Human (hCG) and equine chorion gonadotropins (eCG) are also reported in IVM media for sheep (62). Serum and follicular fluid composition tends to be highly variable and therefore, is reported to constitute between 10 and 20% of the IVM media. These fluids are a source of proteins and growth factors which facilitate the process of maturation and subsequent development (59).
The following sera are reported for use in IVM media for sheep: fetal calf serum (65), estrus goat and estrus sheep serum (56). Follicular fluid collected from follicles >4 mm was reported to have beneficial effects on the maturation of sheep oocytes (66), but it must be considered that high variations in their composition could be a source of high variability in different reports (59).

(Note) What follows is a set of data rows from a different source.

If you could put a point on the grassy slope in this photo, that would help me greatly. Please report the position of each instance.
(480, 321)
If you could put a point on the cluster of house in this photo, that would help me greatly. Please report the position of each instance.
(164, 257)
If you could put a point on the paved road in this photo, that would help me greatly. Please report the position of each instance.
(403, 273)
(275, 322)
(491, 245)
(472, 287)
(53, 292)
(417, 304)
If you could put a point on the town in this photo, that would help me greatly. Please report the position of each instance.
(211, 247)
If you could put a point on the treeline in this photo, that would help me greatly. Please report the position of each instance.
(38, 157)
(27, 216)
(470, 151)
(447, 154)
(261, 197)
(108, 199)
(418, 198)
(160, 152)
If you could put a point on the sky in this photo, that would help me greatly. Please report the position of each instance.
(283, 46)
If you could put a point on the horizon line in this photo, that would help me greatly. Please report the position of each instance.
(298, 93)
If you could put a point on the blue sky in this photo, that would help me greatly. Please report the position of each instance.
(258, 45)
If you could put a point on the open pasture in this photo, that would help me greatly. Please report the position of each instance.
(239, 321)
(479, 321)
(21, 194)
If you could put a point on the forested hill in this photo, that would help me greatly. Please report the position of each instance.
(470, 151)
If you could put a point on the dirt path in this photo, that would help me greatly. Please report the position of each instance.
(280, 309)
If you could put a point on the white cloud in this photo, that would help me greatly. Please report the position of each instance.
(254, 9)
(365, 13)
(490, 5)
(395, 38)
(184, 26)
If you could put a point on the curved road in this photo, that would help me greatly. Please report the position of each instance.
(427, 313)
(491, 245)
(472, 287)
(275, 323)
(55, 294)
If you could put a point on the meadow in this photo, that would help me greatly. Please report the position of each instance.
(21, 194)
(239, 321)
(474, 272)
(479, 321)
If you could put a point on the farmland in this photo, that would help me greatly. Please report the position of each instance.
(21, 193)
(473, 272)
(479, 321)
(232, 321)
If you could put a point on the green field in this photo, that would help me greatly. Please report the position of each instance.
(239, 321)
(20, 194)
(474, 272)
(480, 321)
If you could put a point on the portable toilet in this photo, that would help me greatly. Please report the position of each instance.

Epidermal growth factor (EGF) is frequently used in sheep IVM media (62). The combined use of TC199, cysteamine, and EGF was reported to increase the maturation in sheep oocytes (67). The effect of insulin-like growth factor-I (IGF-1), EGF, cysteamine, was compared in defined, semidefined, and undefined IVM medium for sheep oocytes reporting a higher percentage of morula and blastocysts in the undefined IVM media (68).
The addition of growth hormone (GH) (300 ng/ml) and serum in IVM media has been reported to yield higher percentage of cleavage, blastocysts, and hatching (69). This effect was not observed when serum was not added.

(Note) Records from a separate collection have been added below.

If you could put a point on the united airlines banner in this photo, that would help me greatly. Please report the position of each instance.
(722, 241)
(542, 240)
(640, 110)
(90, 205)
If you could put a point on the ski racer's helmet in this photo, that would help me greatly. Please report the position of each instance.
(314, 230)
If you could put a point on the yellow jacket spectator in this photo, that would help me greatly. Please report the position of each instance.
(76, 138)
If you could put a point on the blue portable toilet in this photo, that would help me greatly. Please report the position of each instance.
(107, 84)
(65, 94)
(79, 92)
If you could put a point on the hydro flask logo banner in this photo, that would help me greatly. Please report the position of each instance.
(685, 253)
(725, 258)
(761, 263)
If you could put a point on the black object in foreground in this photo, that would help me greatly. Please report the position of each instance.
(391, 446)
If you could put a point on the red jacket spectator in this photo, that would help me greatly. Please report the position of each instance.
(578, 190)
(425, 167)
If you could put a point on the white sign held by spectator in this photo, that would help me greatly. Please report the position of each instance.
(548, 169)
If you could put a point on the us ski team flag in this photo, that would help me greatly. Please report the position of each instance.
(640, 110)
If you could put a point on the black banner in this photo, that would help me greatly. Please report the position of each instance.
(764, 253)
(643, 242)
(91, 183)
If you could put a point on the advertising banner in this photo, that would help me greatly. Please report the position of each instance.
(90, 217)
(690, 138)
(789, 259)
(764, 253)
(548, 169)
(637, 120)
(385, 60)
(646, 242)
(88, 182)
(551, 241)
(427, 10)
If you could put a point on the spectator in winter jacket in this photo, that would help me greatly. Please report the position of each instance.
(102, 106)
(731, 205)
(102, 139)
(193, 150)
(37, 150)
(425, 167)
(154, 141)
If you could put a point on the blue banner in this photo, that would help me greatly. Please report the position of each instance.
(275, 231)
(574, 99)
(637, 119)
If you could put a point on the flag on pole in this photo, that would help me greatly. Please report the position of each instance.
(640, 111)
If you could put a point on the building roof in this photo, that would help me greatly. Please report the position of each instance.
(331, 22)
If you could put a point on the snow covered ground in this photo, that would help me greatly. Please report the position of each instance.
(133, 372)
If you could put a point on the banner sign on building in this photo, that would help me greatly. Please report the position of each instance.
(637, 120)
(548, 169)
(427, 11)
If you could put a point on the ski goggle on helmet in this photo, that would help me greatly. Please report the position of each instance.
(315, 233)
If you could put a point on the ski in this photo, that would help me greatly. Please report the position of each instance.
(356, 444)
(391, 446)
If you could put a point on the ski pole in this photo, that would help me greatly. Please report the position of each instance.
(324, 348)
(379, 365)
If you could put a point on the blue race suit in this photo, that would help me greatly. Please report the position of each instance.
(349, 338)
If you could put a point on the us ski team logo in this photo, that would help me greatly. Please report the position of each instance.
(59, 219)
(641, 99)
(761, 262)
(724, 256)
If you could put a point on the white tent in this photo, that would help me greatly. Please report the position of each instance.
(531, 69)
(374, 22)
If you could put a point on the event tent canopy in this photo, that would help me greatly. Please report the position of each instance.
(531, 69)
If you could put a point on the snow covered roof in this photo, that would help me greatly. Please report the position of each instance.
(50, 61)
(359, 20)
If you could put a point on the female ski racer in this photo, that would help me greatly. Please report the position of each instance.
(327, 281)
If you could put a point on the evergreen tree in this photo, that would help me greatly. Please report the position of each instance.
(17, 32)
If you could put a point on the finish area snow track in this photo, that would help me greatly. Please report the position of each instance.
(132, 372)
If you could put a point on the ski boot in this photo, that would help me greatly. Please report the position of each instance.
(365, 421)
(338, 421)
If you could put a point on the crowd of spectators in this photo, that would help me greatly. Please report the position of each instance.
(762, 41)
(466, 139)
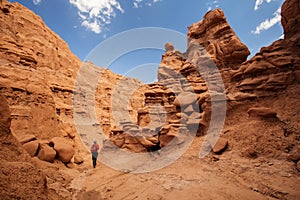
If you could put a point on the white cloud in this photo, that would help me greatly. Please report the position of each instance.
(95, 14)
(212, 4)
(140, 3)
(268, 23)
(259, 2)
(93, 26)
(36, 2)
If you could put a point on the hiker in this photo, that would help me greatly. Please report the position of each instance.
(94, 151)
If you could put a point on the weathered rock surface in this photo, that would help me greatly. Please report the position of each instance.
(46, 153)
(275, 67)
(33, 61)
(262, 112)
(64, 148)
(215, 35)
(220, 146)
(32, 147)
(78, 159)
(19, 179)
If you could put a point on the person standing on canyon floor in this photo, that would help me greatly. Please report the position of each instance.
(94, 151)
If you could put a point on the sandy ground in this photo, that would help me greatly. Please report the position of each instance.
(228, 176)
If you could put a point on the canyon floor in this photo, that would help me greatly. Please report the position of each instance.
(228, 176)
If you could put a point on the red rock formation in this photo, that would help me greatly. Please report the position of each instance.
(275, 67)
(19, 179)
(217, 37)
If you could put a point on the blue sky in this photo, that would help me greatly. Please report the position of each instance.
(84, 24)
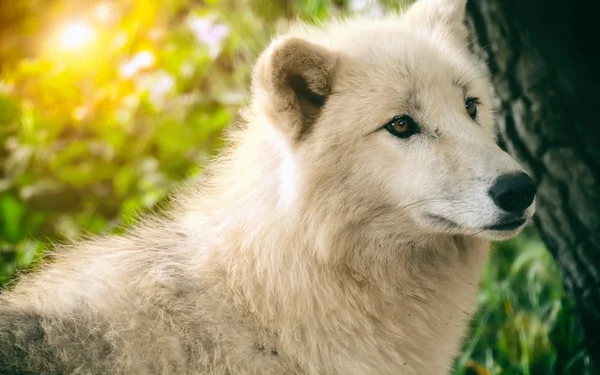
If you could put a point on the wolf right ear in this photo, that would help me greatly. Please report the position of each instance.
(291, 83)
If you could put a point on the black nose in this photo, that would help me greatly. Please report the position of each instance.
(513, 192)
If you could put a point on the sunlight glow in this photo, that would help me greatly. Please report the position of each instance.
(76, 35)
(142, 60)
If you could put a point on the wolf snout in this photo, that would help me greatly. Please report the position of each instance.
(513, 192)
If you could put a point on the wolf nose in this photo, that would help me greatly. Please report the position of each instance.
(513, 192)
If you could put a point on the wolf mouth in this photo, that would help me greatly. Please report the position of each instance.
(509, 225)
(503, 226)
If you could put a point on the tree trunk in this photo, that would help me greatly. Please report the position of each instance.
(540, 56)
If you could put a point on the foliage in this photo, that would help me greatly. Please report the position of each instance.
(106, 106)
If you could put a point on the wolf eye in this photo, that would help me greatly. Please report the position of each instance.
(471, 107)
(402, 126)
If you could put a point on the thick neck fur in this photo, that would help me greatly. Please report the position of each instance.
(321, 270)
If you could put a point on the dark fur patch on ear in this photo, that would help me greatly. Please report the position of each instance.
(295, 78)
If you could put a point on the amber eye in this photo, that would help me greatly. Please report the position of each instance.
(471, 107)
(402, 126)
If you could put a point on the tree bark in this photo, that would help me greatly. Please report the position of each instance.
(547, 82)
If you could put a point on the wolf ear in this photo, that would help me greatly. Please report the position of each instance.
(444, 16)
(291, 82)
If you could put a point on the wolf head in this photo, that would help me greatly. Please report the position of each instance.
(393, 115)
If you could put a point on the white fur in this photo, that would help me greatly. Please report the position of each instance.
(311, 256)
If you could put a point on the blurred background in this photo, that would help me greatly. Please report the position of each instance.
(106, 106)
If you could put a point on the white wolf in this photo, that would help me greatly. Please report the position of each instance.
(343, 232)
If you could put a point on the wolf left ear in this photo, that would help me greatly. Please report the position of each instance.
(291, 82)
(443, 16)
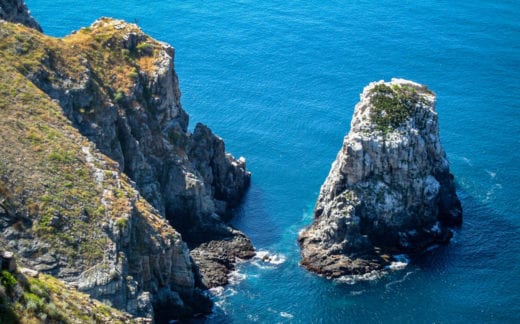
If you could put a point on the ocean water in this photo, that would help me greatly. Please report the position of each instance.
(279, 81)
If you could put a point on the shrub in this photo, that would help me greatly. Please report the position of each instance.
(8, 280)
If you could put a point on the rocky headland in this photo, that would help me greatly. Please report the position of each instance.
(101, 184)
(389, 191)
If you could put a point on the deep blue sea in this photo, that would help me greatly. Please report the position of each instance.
(278, 80)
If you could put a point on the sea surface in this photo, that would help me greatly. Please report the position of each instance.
(278, 80)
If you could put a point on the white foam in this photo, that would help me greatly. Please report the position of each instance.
(390, 284)
(266, 257)
(235, 277)
(216, 291)
(401, 261)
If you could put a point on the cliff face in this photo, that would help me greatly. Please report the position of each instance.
(389, 190)
(96, 165)
(16, 11)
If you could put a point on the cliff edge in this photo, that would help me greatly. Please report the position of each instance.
(101, 184)
(16, 11)
(389, 191)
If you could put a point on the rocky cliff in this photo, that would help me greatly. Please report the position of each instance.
(97, 164)
(16, 11)
(389, 190)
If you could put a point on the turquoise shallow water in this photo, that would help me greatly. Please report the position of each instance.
(279, 81)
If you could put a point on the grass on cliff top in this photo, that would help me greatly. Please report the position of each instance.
(45, 299)
(48, 186)
(104, 49)
(392, 106)
(44, 178)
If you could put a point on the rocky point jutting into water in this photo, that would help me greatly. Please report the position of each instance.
(389, 190)
(99, 173)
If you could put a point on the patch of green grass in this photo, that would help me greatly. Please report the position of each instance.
(392, 106)
(8, 280)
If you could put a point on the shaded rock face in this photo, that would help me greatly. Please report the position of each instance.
(388, 191)
(101, 165)
(16, 11)
(187, 177)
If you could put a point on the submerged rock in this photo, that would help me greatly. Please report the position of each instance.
(389, 190)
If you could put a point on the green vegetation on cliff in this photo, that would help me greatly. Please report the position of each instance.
(44, 299)
(392, 106)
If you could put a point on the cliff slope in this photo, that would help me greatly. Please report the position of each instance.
(96, 164)
(16, 11)
(389, 190)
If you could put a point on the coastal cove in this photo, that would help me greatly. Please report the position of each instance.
(278, 82)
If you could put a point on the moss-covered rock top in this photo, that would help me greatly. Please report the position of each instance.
(394, 103)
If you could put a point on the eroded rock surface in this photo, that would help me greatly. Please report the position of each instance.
(16, 11)
(97, 164)
(389, 190)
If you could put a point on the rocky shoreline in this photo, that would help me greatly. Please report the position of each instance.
(389, 190)
(121, 191)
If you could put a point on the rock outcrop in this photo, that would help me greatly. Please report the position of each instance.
(16, 11)
(97, 164)
(389, 190)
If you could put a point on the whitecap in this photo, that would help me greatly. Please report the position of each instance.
(390, 284)
(266, 257)
(401, 261)
(216, 291)
(235, 277)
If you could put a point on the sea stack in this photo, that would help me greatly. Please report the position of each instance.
(389, 191)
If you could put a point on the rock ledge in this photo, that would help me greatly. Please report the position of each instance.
(389, 190)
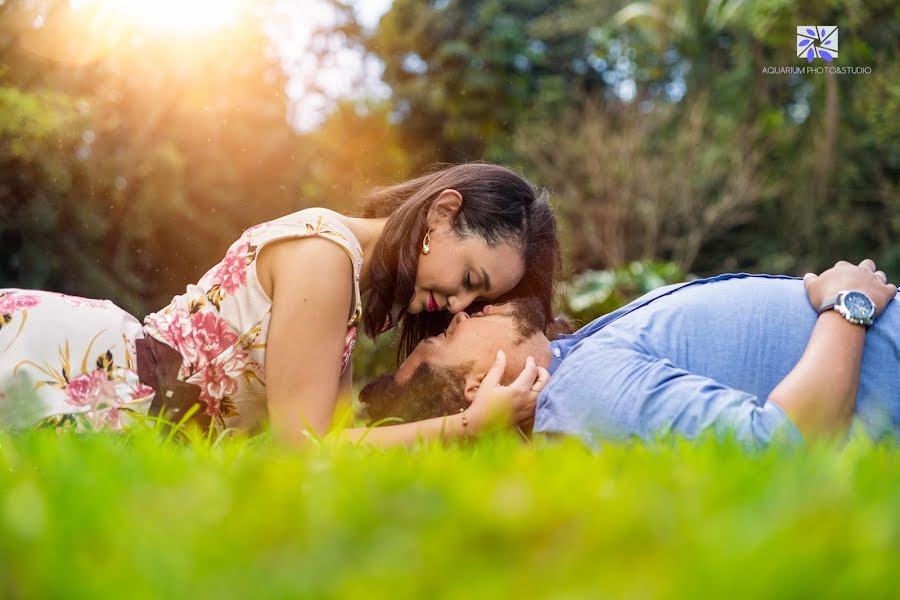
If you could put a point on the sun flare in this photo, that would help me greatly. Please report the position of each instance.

In conclusion, sheep oocytes recovered from non-atretic follicles >3 mm can be matured in semi-defined or defined IVM media with addition of EGF and cysteamine. A study of Souza-Fabjan et al. 2014 (70) demonstrated that there were no significant differences in blastocyst production between different compositions of IVM media: 1. TCM199, cysteamine, and EGF; 2. TCM199 and fetal calf serum; and 3. TCM199, serum, hormones, vitamins, antioxidants, EGF, and IGF-1. If prepubertal oocytes are used, a more complex undefined IVM media are required (TCM199, antioxidants, serum, and hormones) (71).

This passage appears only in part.